Now I have decided to take a slightly different track with this map, with the model of the cell I am creating and that you can see in the screenshots above, it will be just that, a model, one that the students can move around in, learning about the cell as they go. However I have an idea where students will be able to 'zoom' in on certain organelles, get a closer look at them, gather some more knowledge about that organelle and its role in the cell. Further to this I am hoping to get the students to carry and deliver energy to different parts of the cell to embed even more knowledge about the role of energy in the cell, and what each organelle does with the energy it is supplied.

This means that there is an absolutely massive amount of work left, and some tricky texture pack alteration to get items to look like something else, as well as a path of item swapping using furnaces and dispensers to get to the final product. This has led to a request for a 'conversion' block to be included in the edu mod, perhaps one day in the future. So when placed, the teacher can put a certain recipe into the block, which when students place a certain item in the block, it will swap it for another, so instead of having to be tricky with double BUD switches (thanks Ethoslab), furnaces and dispensers, creating a sequence of events where students can trade one item for another will be simple.

So my basic premise is that students will start by zooming in on the cell membrane, and will get a better look at the 'fluid mosaic' model of the cell membrane, as well as being able to watch 'glucose' being transported in through diffusion, and also active transport. Then they will take some glucose and travel to the mitochondria, here they will give the mitochondria the glucose, and it will transform it into several ATP. This ATP will be the students energy to spend at organelles as they travel around the cell.

Next stop will be the nucleus, where they will trade some energy for some instructions (mRNA), they will then take the mRNA to the ribosome, where they will give the instructions, and also some more energy and they will get a polypeptide chain in return. Then moving on to the endoplasmic reticulum they will give the polypeptide chain, and more energy to transform it into a completed protein. They will then take this completed protein to the golgi, where they will again trade some energy and get a packaged protein. Then they will go back to the cell membrane, provide some energy and send their completed protein outside the cell.

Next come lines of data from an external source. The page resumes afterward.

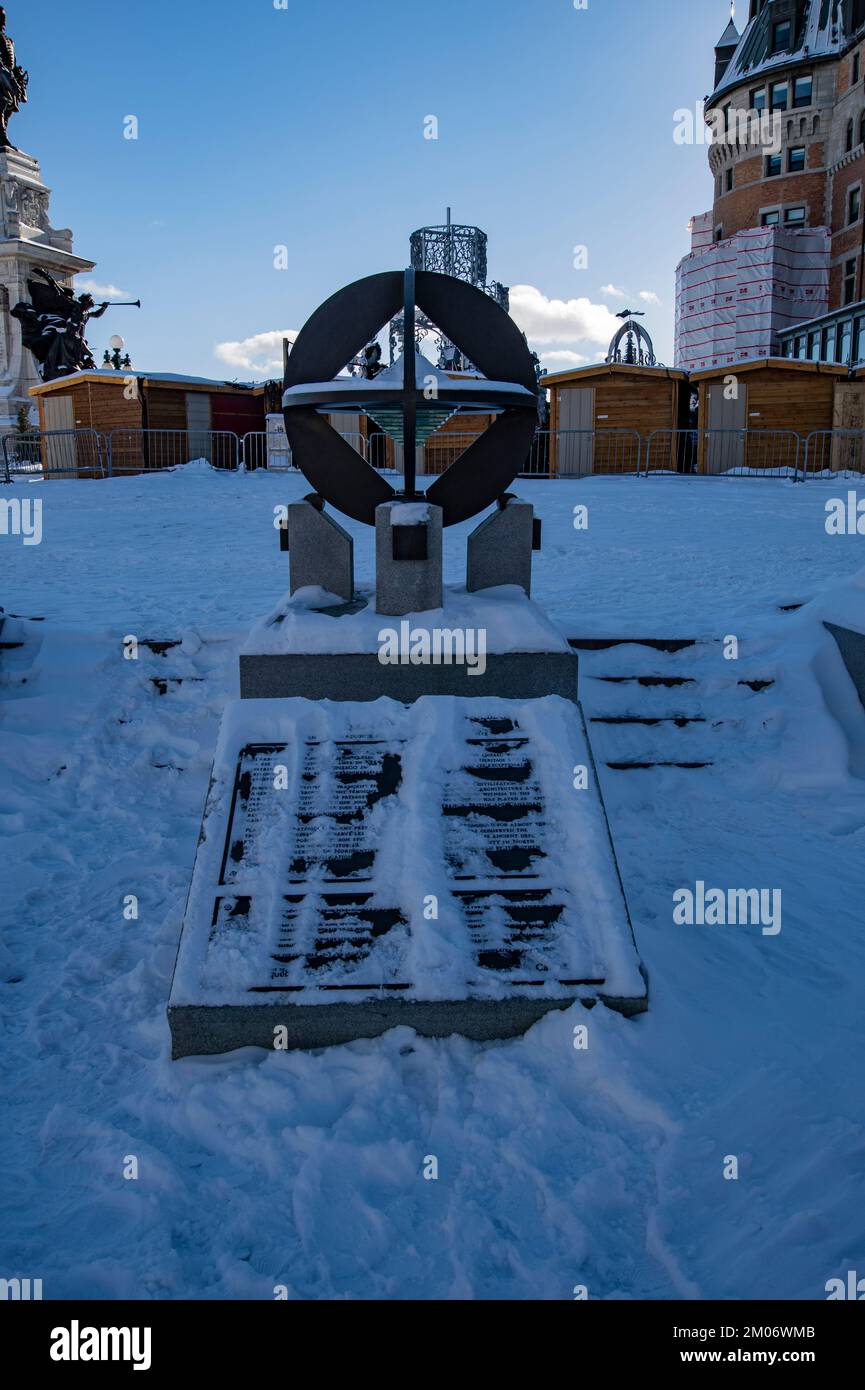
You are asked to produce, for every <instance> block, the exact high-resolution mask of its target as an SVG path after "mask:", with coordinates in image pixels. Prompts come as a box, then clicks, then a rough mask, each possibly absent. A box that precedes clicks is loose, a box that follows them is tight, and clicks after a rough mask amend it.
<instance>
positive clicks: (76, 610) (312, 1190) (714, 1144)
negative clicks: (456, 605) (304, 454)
mask: <svg viewBox="0 0 865 1390" xmlns="http://www.w3.org/2000/svg"><path fill="white" fill-rule="evenodd" d="M31 488H36V489H38V492H39V496H40V498H42V499H43V542H42V545H40V546H24V545H22V542H21V538H17V537H14V535H0V552H1V556H3V580H1V592H0V602H1V603H3V605H4V607H6V609H7V612H11V613H18V614H25V616H26V617H28V619H32V617H42V619H45V621H42V623H33V621H21V620H18V619H8V620H7V623H6V627H4V631H3V642H4V644H13V642H18V641H21V642H22V644H24V645H22V646H19V648H14V646H11V648H8V649H4V651H1V652H0V681H1V694H3V703H1V706H0V778H1V781H0V787H1V791H0V828H1V830H3V835H4V894H3V902H1V906H0V917H1V941H3V951H1V959H0V998H1V999H3V1009H1V1024H0V1027H1V1029H3V1049H4V1068H3V1080H1V1083H0V1084H1V1087H3V1095H1V1098H0V1099H1V1104H3V1113H4V1116H6V1125H4V1134H3V1140H1V1141H0V1143H1V1148H3V1161H4V1170H6V1172H7V1173H8V1175H13V1176H11V1179H10V1180H8V1181H7V1183H4V1195H3V1213H1V1219H0V1230H1V1232H3V1234H1V1237H0V1270H1V1272H3V1275H4V1276H6V1277H13V1276H14V1275H21V1276H31V1277H42V1279H43V1282H45V1297H46V1298H63V1297H114V1298H118V1297H143V1298H179V1297H206V1298H273V1297H274V1287H275V1286H277V1284H285V1286H286V1287H288V1291H289V1295H291V1297H295V1298H300V1297H305V1298H470V1297H476V1298H477V1297H483V1298H549V1300H553V1298H555V1300H569V1298H572V1297H573V1289H574V1286H576V1284H585V1286H587V1287H588V1293H590V1297H592V1298H708V1297H720V1298H755V1297H780V1298H818V1300H820V1298H825V1286H826V1282H827V1280H829V1279H832V1277H843V1276H846V1272H847V1270H848V1269H858V1270H859V1276H861V1273H862V1270H864V1269H865V1218H864V1216H862V1202H861V1170H862V1154H864V1152H865V1130H864V1123H862V1080H861V1056H862V1042H864V1038H862V1004H861V1001H862V983H864V974H865V937H864V933H862V906H861V905H862V902H864V901H865V855H864V852H862V851H864V848H865V780H864V778H865V759H864V758H862V751H864V749H865V710H864V709H862V706H861V703H859V702H858V699H857V696H855V691H854V688H852V684H851V681H850V678H848V676H847V673H846V669H844V666H843V662H841V659H840V655H839V652H837V648H836V645H834V642H833V639H832V637H830V635H829V632H827V631H826V628H825V627H823V623H825V621H826V620H829V621H844V623H847V626H858V628H859V630H862V626H864V624H862V620H861V614H862V607H864V594H862V591H864V588H865V573H864V569H862V567H864V566H865V548H864V541H862V538H861V537H829V535H827V534H826V530H825V505H826V500H827V499H830V498H833V496H839V495H844V493H843V492H840V488H839V482H833V481H809V482H808V484H805V485H798V486H797V485H794V484H791V482H784V481H779V482H769V481H754V480H747V478H741V480H726V478H725V480H687V478H649V480H633V478H609V480H605V478H595V480H583V481H562V482H553V484H551V482H540V481H520V482H519V484H517V485H516V488H515V491H517V492H519V493H520V495H522V496H526V498H527V499H528V500H531V502H534V503H535V506H537V507H538V510H540V513H541V514H542V518H544V552H542V555H541V556H540V557H537V571H535V573H537V582H535V594H534V596H535V599H537V602H540V605H541V606H544V607H545V609H547V612H548V613H549V616H551V617H552V620H553V621H555V624H556V626H558V628H559V631H560V632H565V634H566V635H574V637H592V635H595V637H599V635H616V634H617V635H622V637H638V635H644V637H649V635H651V637H663V638H673V637H680V638H694V639H695V641H697V645H695V646H693V648H686V649H683V651H679V652H674V653H668V652H656V651H651V649H648V648H637V646H622V648H615V649H612V651H608V652H590V653H584V655H583V656H581V688H583V701H584V705H585V710H587V714H588V717H590V720H591V719H594V717H599V716H606V714H611V713H612V714H613V716H615V714H619V713H637V712H640V713H647V712H649V713H654V714H658V716H659V717H661V716H663V714H665V713H666V714H669V713H670V712H673V713H679V714H681V716H683V717H693V719H705V721H706V723H705V724H688V726H687V727H683V728H679V727H676V726H672V727H670V726H663V724H661V726H611V724H598V723H591V724H590V728H591V738H592V746H594V752H595V758H597V762H598V765H599V771H601V780H602V784H604V792H605V798H606V805H608V810H609V816H611V821H612V831H613V837H615V842H616V849H617V855H619V860H620V866H622V874H623V880H624V885H626V891H627V898H629V905H630V909H631V916H633V919H634V929H636V934H637V945H638V948H640V954H641V956H642V959H644V960H645V965H647V969H648V973H649V980H651V995H649V1012H648V1013H645V1015H642V1016H641V1017H640V1019H636V1020H626V1019H623V1017H620V1016H619V1015H616V1013H612V1012H608V1011H606V1009H604V1008H595V1009H594V1011H592V1012H591V1013H588V1012H587V1011H584V1009H583V1008H581V1006H579V1005H577V1006H576V1008H574V1009H572V1011H569V1012H566V1013H562V1015H551V1016H549V1017H547V1019H545V1020H544V1022H541V1023H540V1024H537V1026H535V1027H534V1029H533V1030H531V1031H530V1033H528V1034H527V1036H526V1037H524V1038H520V1040H517V1041H512V1042H506V1044H501V1045H487V1047H484V1045H478V1044H470V1042H467V1041H464V1040H460V1038H451V1040H446V1041H438V1042H437V1041H423V1040H419V1038H417V1037H414V1036H413V1034H412V1033H409V1031H406V1030H396V1031H394V1033H391V1034H388V1036H385V1037H384V1038H380V1040H375V1041H369V1042H356V1044H353V1045H350V1047H343V1048H335V1049H331V1051H327V1052H321V1054H312V1055H310V1054H303V1052H296V1054H275V1052H274V1054H263V1052H241V1054H234V1055H231V1056H225V1058H210V1059H188V1061H184V1062H177V1063H172V1062H170V1059H168V1030H167V1022H165V1004H167V997H168V988H170V980H171V972H172V967H174V960H175V954H177V945H178V937H179V926H181V919H182V915H184V906H185V901H186V894H188V890H189V878H191V870H192V863H193V858H195V851H196V840H197V834H199V824H200V816H202V809H203V805H204V798H206V794H207V785H209V774H210V767H211V762H213V756H214V748H216V739H217V730H218V726H220V720H221V716H223V712H224V709H225V706H227V702H228V701H229V699H231V698H232V696H235V695H236V657H238V652H239V648H241V645H242V642H243V639H245V637H246V634H248V631H249V628H250V626H252V623H253V621H256V620H257V619H259V617H260V616H261V614H263V613H267V612H268V610H273V609H274V607H275V606H277V605H278V603H280V602H281V598H282V595H284V589H285V556H281V555H280V552H278V541H277V532H275V530H274V507H277V506H280V505H281V503H285V502H289V500H292V498H295V496H302V495H305V492H307V491H309V488H307V485H306V484H305V482H303V480H300V478H295V477H289V475H280V477H277V478H274V477H268V475H266V474H249V475H246V477H238V475H231V474H223V473H218V471H216V473H214V471H202V473H197V471H189V470H184V471H182V473H177V474H172V475H163V477H150V478H125V480H110V481H104V482H97V481H93V482H90V481H64V482H61V481H50V482H35V484H25V482H21V484H15V485H13V486H11V488H4V489H3V495H4V498H8V496H10V495H11V496H15V495H18V496H21V495H29V493H31ZM846 491H847V489H846V488H844V492H846ZM576 505H585V506H588V513H590V524H588V530H585V531H576V530H574V528H573V507H574V506H576ZM341 520H342V518H341ZM343 524H345V523H343ZM348 527H349V530H352V534H353V535H355V538H356V557H357V564H359V570H360V580H362V582H363V584H366V587H369V584H370V580H371V537H370V535H369V534H366V537H364V532H363V528H359V527H355V525H353V524H348ZM464 534H466V528H464V527H460V528H453V530H451V531H449V532H448V534H446V539H445V550H446V573H448V575H449V578H451V580H452V581H456V582H459V580H460V577H462V574H463V573H464V571H463V566H464V550H463V549H462V546H463V545H464ZM795 603H802V605H804V606H802V607H801V609H800V610H798V612H782V609H783V607H787V609H791V607H793V605H795ZM127 635H138V638H139V639H145V638H165V639H167V638H174V639H178V641H182V645H181V646H177V648H170V649H167V651H165V652H164V655H159V653H157V652H154V651H152V649H149V648H145V646H142V648H140V649H139V659H138V660H125V659H124V644H122V638H124V637H127ZM730 635H737V637H738V642H740V649H738V660H736V662H731V660H727V659H726V656H725V638H726V637H730ZM637 674H638V676H641V677H652V676H654V677H659V678H665V680H683V681H688V682H693V684H684V685H680V687H641V685H638V684H636V682H634V677H636V676H637ZM181 678H182V684H178V681H179V680H181ZM154 681H160V682H163V684H164V688H165V694H164V695H161V694H159V685H154V684H153V682H154ZM768 681H773V684H770V685H766V687H765V688H751V685H748V684H743V682H752V684H754V685H755V684H757V682H768ZM679 738H681V739H683V742H681V744H676V739H679ZM679 748H683V749H687V752H688V753H691V755H694V753H700V755H701V756H702V758H711V762H712V766H711V767H704V769H700V770H693V771H684V770H680V769H677V767H659V769H656V770H655V771H645V773H617V771H613V770H611V769H608V767H606V763H608V762H609V760H616V759H617V758H619V756H627V758H645V759H648V758H654V759H658V760H663V756H670V751H672V749H674V751H677V749H679ZM419 795H420V790H419ZM403 872H405V866H403ZM698 881H704V883H706V884H719V885H725V887H730V885H754V887H759V888H770V890H775V888H777V890H780V891H782V892H783V905H784V910H783V930H782V931H780V934H779V935H776V937H763V935H762V933H761V930H759V929H758V927H743V926H731V927H716V929H709V927H677V926H674V924H673V894H674V892H676V891H677V890H680V888H684V887H691V888H693V887H694V885H695V884H697V883H698ZM129 895H136V898H138V917H136V919H135V917H134V919H131V920H127V919H125V917H124V902H125V899H128V897H129ZM579 1024H587V1026H588V1048H587V1049H585V1051H579V1049H576V1048H574V1029H576V1027H577V1026H579ZM129 1155H134V1156H136V1158H138V1162H139V1177H138V1180H124V1176H122V1173H124V1165H125V1162H127V1159H128V1156H129ZM428 1155H435V1156H437V1158H438V1179H437V1180H432V1181H427V1180H424V1176H423V1172H424V1162H426V1159H427V1156H428ZM727 1155H734V1156H737V1158H738V1168H740V1176H738V1180H737V1181H725V1179H723V1165H725V1159H726V1158H727Z"/></svg>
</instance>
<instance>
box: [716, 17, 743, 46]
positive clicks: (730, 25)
mask: <svg viewBox="0 0 865 1390" xmlns="http://www.w3.org/2000/svg"><path fill="white" fill-rule="evenodd" d="M740 39H741V35H740V32H738V29H737V28H736V25H734V24H733V19H730V22H729V25H727V28H726V29H725V32H723V33H722V36H720V39H719V40H718V43H716V44H715V47H716V49H734V47H736V46H737V44H738V40H740Z"/></svg>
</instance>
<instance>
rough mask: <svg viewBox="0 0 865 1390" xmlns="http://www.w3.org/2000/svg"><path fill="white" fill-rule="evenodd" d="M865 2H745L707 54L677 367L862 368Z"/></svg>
mask: <svg viewBox="0 0 865 1390" xmlns="http://www.w3.org/2000/svg"><path fill="white" fill-rule="evenodd" d="M864 78H865V0H750V11H748V22H747V26H745V29H744V32H743V33H738V31H737V28H736V25H734V22H733V21H731V22H730V24H729V25H727V28H726V31H725V33H723V35H722V38H720V40H719V43H718V46H716V49H715V75H713V83H715V85H713V90H712V93H711V95H709V96H708V97H706V101H705V117H706V122H708V124H709V126H711V129H712V132H713V135H712V140H711V145H709V167H711V172H712V178H713V203H712V208H711V211H708V213H704V214H700V215H698V217H695V218H694V220H693V224H691V235H693V245H691V253H690V254H688V256H686V257H684V260H683V261H681V263H680V265H679V267H677V286H676V289H677V293H676V366H679V367H684V368H686V370H694V371H700V370H705V368H713V367H719V366H725V364H734V363H738V361H747V360H758V359H769V357H777V356H787V357H797V359H801V360H814V361H830V363H840V364H857V363H864V361H865V279H864V277H865V268H864V260H865V215H864V214H865V193H864V185H865V83H864Z"/></svg>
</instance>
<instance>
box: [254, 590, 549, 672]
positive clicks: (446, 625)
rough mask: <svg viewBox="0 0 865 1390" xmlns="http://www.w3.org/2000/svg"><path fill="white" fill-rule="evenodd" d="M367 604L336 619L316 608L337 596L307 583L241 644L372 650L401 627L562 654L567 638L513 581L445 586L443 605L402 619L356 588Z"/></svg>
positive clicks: (372, 650)
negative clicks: (558, 630) (467, 635)
mask: <svg viewBox="0 0 865 1390" xmlns="http://www.w3.org/2000/svg"><path fill="white" fill-rule="evenodd" d="M359 598H360V599H366V600H367V606H366V607H363V609H360V612H357V613H352V614H346V616H345V617H341V619H339V621H338V623H335V621H334V619H332V617H327V616H325V614H323V613H321V612H320V610H321V609H323V607H331V606H334V605H339V603H343V599H339V598H337V595H332V594H331V595H328V594H327V592H325V591H324V589H320V588H314V587H309V588H303V589H298V592H296V594H293V595H291V596H288V595H285V596H284V598H282V599H281V600H280V603H278V605H277V607H275V609H274V610H273V613H268V616H267V617H266V619H264V620H263V621H260V623H256V624H254V626H253V627H252V630H250V632H249V637H248V639H246V642H245V644H243V648H242V651H243V652H245V653H257V655H264V653H267V655H280V653H284V652H327V651H330V652H378V651H380V648H381V641H382V632H387V631H396V628H398V627H399V628H402V627H403V624H407V627H405V628H403V631H409V630H410V634H412V641H416V639H421V637H423V634H428V637H430V641H432V637H434V634H435V632H442V631H462V632H466V631H473V632H485V646H484V651H485V652H513V651H516V652H563V651H565V652H566V651H567V642H566V641H565V638H563V635H562V632H559V631H558V630H556V627H555V626H553V623H551V620H549V619H548V617H547V614H545V613H544V610H542V609H541V607H538V605H537V603H533V602H531V600H530V599H527V598H526V595H524V592H523V589H520V588H519V587H516V585H508V584H505V585H501V587H499V588H495V589H485V591H484V594H469V592H467V591H466V589H464V588H456V587H451V585H448V587H446V588H445V595H444V599H445V602H444V607H441V609H431V610H430V612H427V613H409V614H406V617H405V619H399V620H398V619H392V617H384V616H382V614H381V613H377V612H375V602H374V592H373V591H371V589H370V591H360V594H359Z"/></svg>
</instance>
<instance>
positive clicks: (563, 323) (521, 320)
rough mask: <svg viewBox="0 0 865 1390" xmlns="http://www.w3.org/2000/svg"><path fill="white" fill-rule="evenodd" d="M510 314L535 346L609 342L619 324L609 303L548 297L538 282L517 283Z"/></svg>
mask: <svg viewBox="0 0 865 1390" xmlns="http://www.w3.org/2000/svg"><path fill="white" fill-rule="evenodd" d="M510 314H512V317H513V320H515V322H516V324H519V327H520V328H522V329H523V332H524V334H526V335H527V336H528V339H530V342H533V343H535V345H541V343H556V345H570V343H581V342H592V343H608V342H609V341H611V338H612V336H613V334H615V332H616V329H617V327H619V321H617V320H616V318H615V317H613V314H611V311H609V309H608V307H606V304H592V302H591V299H548V297H547V295H544V293H541V291H540V289H535V286H534V285H515V286H513V289H512V291H510Z"/></svg>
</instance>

That is the basic path students will follow, but there will be some 'flawed' proteins, which if a student gets one of these, they will have to take it to the lysosome, give up some energy and destroy their faulty protein and go back to the nucleus to try again. The students wont know they are faulty (I hope) until the get to the ribosome. I am yet to work out how I can tie the vacuole into this path so if you have any thoughts they would be greatly appreciated. I also need to make sure the students don't think that all proteins created by a cell are exported, so I am thinking perhaps that some students should be required to take their proteins back to the mitochondria, or even the lysosome, and deliver them there instead of exporting them from the cell, but again I am unsure how to tie this in with what I know Minecraft can deliver.

As always thanks for taking the time to read, and any suggestions or thoughts would be very much appreciated.